When you build a portfolio, you would look to make an allocation across asset classes depending upon your risk and return objectives and investment time horizon. We would recommend consulting with an Investment Advisor who will guide you through understanding your risk return objectives and help drawing up a suitable asset allocation for your portfolio.
We also suggest that you temper your return expectations and/or reassess your risk appetite. Over the long term while equities have done well, their average returns have been 12% pa. If you have a moderately low return appetite, you would be looking to invest a majority of your portfolio in safer instruments like debt, which will lower your return expectations even more. (Do see the response to the next query to get a perspective).
If you are indeed looking to invest this money for the long term and do not have the need for interim liquidity, you can certainly increase your risk appetite and thus increase the equity allocation in your portfolio. But do understand there will be volatility in the interim, but as long as you stick to your asset allocation and intended time horizon you should be fine. If that is the way you would like to go, we would recommend a portfolio of 70-75% equity funds and the remaining in debt funds.
Within equities, you can consider investing in a mix of Large-cap, Mid-cap, Small-cap and Multi-cap funds, with a sizeable allocation towards Mid-cap and Small Cap Funds, as long as your risk objectives allow you to do so. Small-cap stocks are excellent wealth creators over the long term, but also can be quite volatile in the short term. 2018 is a classic case in point, whereby small cap stocks have fallen quite significantly and so have small cap funds. But if you have a long term horizon, small cap funds can serve you well. You can refer to our rated funds.
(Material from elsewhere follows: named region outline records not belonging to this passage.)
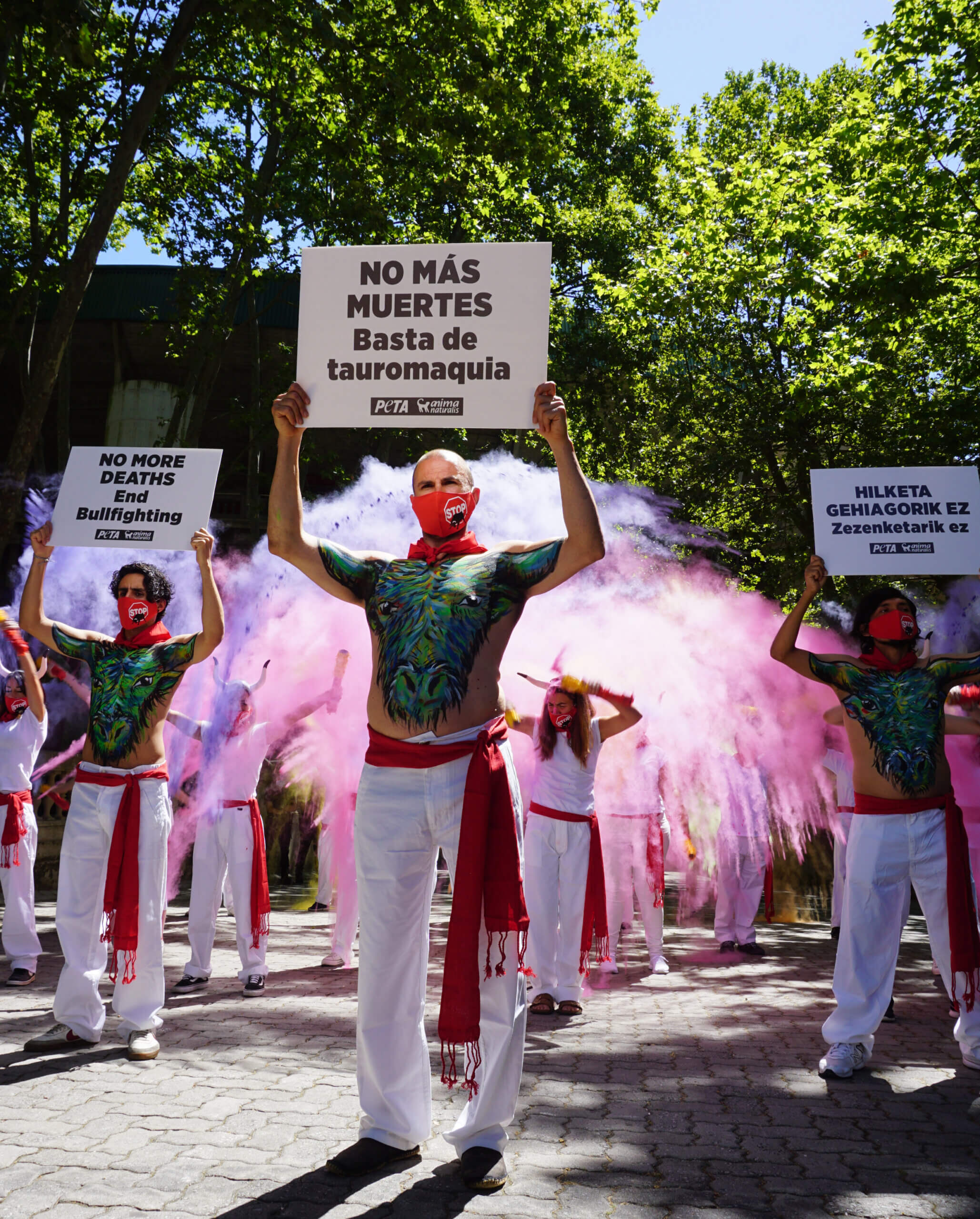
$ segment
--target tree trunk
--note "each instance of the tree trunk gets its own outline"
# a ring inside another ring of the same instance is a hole
[[[44,339],[37,355],[32,354],[24,403],[7,452],[5,478],[0,485],[0,541],[13,538],[23,483],[30,468],[30,456],[37,446],[51,401],[51,391],[57,380],[61,360],[93,268],[123,201],[126,184],[137,152],[160,102],[171,87],[178,60],[194,26],[208,4],[210,0],[183,0],[154,73],[140,94],[139,101],[133,106],[119,135],[105,176],[105,183],[85,232],[78,239],[66,265],[54,317],[45,327]]]

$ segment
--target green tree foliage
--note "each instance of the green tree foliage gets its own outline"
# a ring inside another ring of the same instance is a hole
[[[843,66],[729,74],[686,124],[642,267],[602,286],[623,344],[653,355],[620,444],[590,458],[723,530],[742,581],[767,591],[812,545],[811,468],[945,464],[975,446],[971,322],[920,233],[881,223],[881,141],[853,138],[885,94]],[[906,285],[931,277],[930,311],[895,290],[896,267]]]

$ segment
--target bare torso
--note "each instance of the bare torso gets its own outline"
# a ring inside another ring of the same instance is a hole
[[[561,541],[518,552],[361,560],[321,542],[330,577],[363,602],[372,633],[368,723],[403,740],[474,728],[503,709],[500,662],[528,591]]]
[[[850,656],[811,653],[809,659],[814,677],[831,685],[843,706],[854,791],[884,800],[946,796],[946,692],[980,672],[980,656],[936,656],[901,672]]]
[[[89,730],[82,761],[122,770],[162,764],[163,722],[194,657],[196,635],[128,649],[107,635],[77,639],[57,623],[51,634],[63,656],[84,661],[91,672]]]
If you prefer a lower risk profile, we would urge you to spread your investment over a combination of debt and equity funds, with about 70% going into the debt fund. This will keep your risk profile low and at the same time give you a flavor of investing in the equity markets. In order to tailor your portfolio to your requirements, you could either choose a debt and an equity scheme separately or invest in a conservative balanced fund which will give you the flexibility of investing across both the asset classes. You can find a list of conservative balanced funds here:
My goal is to have Rs 1.3 crore by December 2024. My SIPs in equity funds total Rs 77,500/month.
- Nuthan
With your current monthly SIP amount of Rs 77,500, assuming an equity return of 12%, your corpus would grow to Rs 1.3 crore by Dec 2024. While historically equities have delivered those returns annually over the long term, given the vagaries of the equity markets it is hard to ascertain with what probability you will be able to achieve these returns over the next 6-7 years. For this it would be prudent to build in a buffer into your portfolio of 20%. You can do this by increasing your SIP amounts by 5-10% each year. This will help you achieve your Dec 2024 goal with a fair degree of confidence.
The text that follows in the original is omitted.